Completeness of Randomized Kinodynamic Planners with State-based Steering

TL;DR

This paper proves probabilistic completeness for a class of kinodynamic planners that interpolate in state space, demonstrating that second-order continuity of trajectories is crucial for planner success, with empirical validation on a pendulum system.

Contribution

It introduces a verifiable proof of probabilistic completeness for state-based interpolating kinodynamic planners, emphasizing the importance of second-order continuity.

Findings

Second-order continuity (SOC) is key for planner success.

A simple RRT with SOC interpolations quickly finds solutions.
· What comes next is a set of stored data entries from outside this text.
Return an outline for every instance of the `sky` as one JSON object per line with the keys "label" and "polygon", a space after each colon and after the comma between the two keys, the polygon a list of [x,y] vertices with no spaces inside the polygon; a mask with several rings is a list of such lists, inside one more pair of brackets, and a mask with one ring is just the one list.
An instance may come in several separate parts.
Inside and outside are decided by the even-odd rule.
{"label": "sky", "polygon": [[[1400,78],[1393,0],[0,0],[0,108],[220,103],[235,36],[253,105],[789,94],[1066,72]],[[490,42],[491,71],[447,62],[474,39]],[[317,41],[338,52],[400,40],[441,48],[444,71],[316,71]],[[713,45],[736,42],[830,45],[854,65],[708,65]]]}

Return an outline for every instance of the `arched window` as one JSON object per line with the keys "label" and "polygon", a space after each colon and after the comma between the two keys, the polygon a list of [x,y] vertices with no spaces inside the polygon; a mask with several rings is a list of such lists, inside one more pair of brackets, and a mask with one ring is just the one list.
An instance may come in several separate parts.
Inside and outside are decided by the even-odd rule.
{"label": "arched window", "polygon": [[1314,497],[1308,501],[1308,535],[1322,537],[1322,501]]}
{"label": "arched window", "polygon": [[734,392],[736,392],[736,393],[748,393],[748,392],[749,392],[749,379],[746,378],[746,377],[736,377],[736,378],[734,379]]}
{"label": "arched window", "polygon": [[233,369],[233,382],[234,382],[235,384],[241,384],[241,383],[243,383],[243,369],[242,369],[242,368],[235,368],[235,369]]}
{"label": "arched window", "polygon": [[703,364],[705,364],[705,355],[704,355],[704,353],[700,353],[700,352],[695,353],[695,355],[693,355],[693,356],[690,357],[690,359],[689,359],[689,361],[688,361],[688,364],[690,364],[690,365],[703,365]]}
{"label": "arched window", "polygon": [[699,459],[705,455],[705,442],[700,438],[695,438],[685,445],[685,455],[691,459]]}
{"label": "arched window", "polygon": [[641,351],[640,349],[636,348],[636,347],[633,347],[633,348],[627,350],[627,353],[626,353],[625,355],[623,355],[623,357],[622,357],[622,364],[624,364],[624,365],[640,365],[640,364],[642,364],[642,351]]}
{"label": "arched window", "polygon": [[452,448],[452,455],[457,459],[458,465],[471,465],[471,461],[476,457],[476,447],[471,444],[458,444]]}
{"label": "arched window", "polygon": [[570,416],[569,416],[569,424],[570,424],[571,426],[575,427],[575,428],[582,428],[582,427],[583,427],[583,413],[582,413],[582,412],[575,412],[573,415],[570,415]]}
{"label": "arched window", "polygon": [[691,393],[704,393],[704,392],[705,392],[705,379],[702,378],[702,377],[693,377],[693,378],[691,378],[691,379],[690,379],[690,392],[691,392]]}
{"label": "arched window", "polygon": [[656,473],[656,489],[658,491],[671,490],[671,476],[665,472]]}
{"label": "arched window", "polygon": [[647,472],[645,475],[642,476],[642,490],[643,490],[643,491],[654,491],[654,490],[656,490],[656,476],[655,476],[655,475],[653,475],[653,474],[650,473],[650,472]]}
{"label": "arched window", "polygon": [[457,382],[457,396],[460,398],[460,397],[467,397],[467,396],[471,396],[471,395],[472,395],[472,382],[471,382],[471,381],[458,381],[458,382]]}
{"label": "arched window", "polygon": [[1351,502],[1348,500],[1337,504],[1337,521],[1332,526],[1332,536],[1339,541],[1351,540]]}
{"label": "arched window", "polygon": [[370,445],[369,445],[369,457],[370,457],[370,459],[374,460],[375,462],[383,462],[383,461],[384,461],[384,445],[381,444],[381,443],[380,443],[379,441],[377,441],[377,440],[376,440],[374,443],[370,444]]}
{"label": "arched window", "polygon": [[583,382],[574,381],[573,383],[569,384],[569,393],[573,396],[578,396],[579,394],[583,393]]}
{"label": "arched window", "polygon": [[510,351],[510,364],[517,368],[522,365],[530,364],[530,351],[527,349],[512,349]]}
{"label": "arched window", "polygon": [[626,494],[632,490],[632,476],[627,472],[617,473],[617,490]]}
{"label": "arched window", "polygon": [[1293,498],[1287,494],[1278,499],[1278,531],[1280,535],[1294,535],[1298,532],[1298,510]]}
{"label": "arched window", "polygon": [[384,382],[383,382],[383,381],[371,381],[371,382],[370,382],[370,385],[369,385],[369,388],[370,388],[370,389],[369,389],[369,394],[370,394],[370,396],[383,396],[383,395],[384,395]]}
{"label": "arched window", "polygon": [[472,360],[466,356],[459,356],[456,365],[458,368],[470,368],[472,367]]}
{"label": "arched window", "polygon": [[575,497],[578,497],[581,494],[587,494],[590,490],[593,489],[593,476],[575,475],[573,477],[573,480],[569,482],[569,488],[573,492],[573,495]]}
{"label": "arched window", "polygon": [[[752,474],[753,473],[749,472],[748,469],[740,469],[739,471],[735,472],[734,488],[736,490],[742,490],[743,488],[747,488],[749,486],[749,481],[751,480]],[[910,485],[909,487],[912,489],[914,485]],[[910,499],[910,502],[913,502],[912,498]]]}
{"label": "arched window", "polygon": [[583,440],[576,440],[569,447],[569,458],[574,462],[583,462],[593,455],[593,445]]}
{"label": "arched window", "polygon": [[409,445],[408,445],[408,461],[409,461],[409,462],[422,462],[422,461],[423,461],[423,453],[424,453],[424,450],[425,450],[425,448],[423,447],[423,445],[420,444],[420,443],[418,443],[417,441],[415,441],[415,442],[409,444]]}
Standard Bezier curves without SOC fail to find solutions.

Abstract

Probabilistic completeness is an important property in motion planning. Although it has been established with clear assumptions for geometric planners, the panorama of completeness results for kinodynamic planners is still incomplete, as most existing proofs rely on strong assumptions that are difficult, if not impossible, to verify on practical systems. In this paper, we focus on an important class of kinodynamic planners, namely those that interpolate trajectories in the state space. We provide a proof of probabilistic completeness for these planners under assumptions that can be readily verified from the system's equations of motion and the user-defined interpolation function. Our proof relies crucially on a property of interpolated trajectories, termed second-order continuity (SOC), which we show is tightly related to the ability of a planner to benefit from denser sampling. We analyze the impact of this property in simulations on a low-torque pendulum. Our results show that a simple RRT using a second-order continuous interpolation swiftly finds solution, while it is impossible for the same planner using standard Bezier curves (which are not SOC) to find any solution.